TALLAHASSEE, Fla. – State Sen. Jeff Brandes said he was just joking when he said he was a “Christian, not an attorney,” but at least three senators have described Brandes’ remarks as offensive.
Brandes made the comment on two separate occasions, each time to a Jewish senator who asked questions about his bill (SB 74) to limit coronavirus-related lawsuits against nursing homes, hospitals and other health-care providers.
The remarks injected another element into an already-thorny debate about limiting lawsuits against long-term care facilities, where at least 10,792 residents and staff members have died of COVID-19. The nuances of what immunity should look like and whether it should apply to all facilities is the subject of fierce legislative fight.
“We are all just trying to navigate and get to a really good piece of policy. I don’t know what religion you are plays into what that means,” Sen. Lauren Book, a Plantation Democrat who serves on the Senate Health Policy Committee, told The News Service of Florida on Monday. “Are you not a good person because you are an attorney, or are you just saying that to us because we are Jewish?”
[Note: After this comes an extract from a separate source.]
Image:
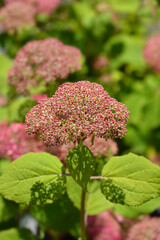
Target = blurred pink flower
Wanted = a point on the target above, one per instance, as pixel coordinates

Brandes on Monday said the comments were about attorneys and not about members who are Jewish.
“I think we have reached peak woke when attorney jokes in this process are against the rules,” Brandes said, adding, “It’s definitely about attorneys. If somebody would have said, ‘I am Jewish, I’m not an attorney,’ I would have taken it the same way. If someone said, ‘I’m Mormon, I’m not an attorney,’ the same applies. I just happen to be a Christian.”
Brandes made the remark to Book, who is Jewish, at a meeting last Wednesday after she pressed him to provide what he thought would constitute an example of gross negligence during the early weeks and months of the COVID-19 pandemic. Under Brandes’ proposal, plaintiffs would have to prove — by the greater weight of the evidence — that defendants were grossly negligent or engaged in intentional misconduct.
“The definition of gross negligence, I’m a Christian, not an attorney, so I’ll give you my Christian,” Brandes said before Book interrupted him, saying, “I’m not an attorney either, thank gosh.”
While she brushed it off at the time, Book said she was surprised that Brandes “was still saying it” and that the comment is a “little offensive.”
During the same meeting, Senate Minority Leader Gary Farmer, a Lighthouse Point Democrat who is an attorney, pressed Brandes on his comments, asking him whether attorneys could be Christians.
“I think attorneys can be reformed,” Brandes told Farmer.
Farmer, a partner with the Morgan and Morgan law firm and a Catholic, took offense.
“Senator Brandes, you profess to be a Christian, and I believe you. And I know as a Christian, you want to do unto others as you would have done unto you,” Farmer said. “I just want to say it does offend me when you say or imply that lawyers aren’t godly or aren’t Christian. I would never disparage any other profession of any other legislator in this body and I just kinda had to get that off my chest.”
Brandes responded by telling Farmer, “You know it’s a great joke when we spend time in debate discussing a joke, so I think that’s fascinating.”
Health care providers have been calling for protections from COVID-19-related lawsuits since the onset of the pandemic, and Brandes, the chairman of the Senate Judiciary Committee, has led efforts to pass such legislation.
Gov. Ron DeSantis has said he supports bills like Brandes’ proposal, while the House also has a proposal to protect nursing homes and other health-care providers from lawsuits (HB 7005).
But the bills are not identical, and the House and Senate will need to resolve the differences before the end of the annual legislative session.
Brandes first made the remark about being a Christian and not an attorney to Sen. Tina Polsky, D-Boca Raton, during debate at a Feb. 10 Judiciary Committee meeting. Polsky, who is an attorney and Jewish, was so blindsided by Brandes’ comment that she interrupted him, saying, “Excuse me? I don’t know what that means.”
Brandes then finished his sentence by adding, “so I would have to defer to legal minds on that one.”
Polsky told the News Service on Friday that she’s giving Brandes the benefit of the doubt that he was making a “bad joke.”
“It’s strange he did it twice, though,” Polsky said.
Brandes has not been reported to Senate leadership for making the remarks.
Brandes said he’s made the comment a number of times — including in front of The Florida Bar — and that he doesn’t see a reason to stop.
“As long as I’m in this process.” Brandes said, “I’ll continue to make jokes about attorneys.”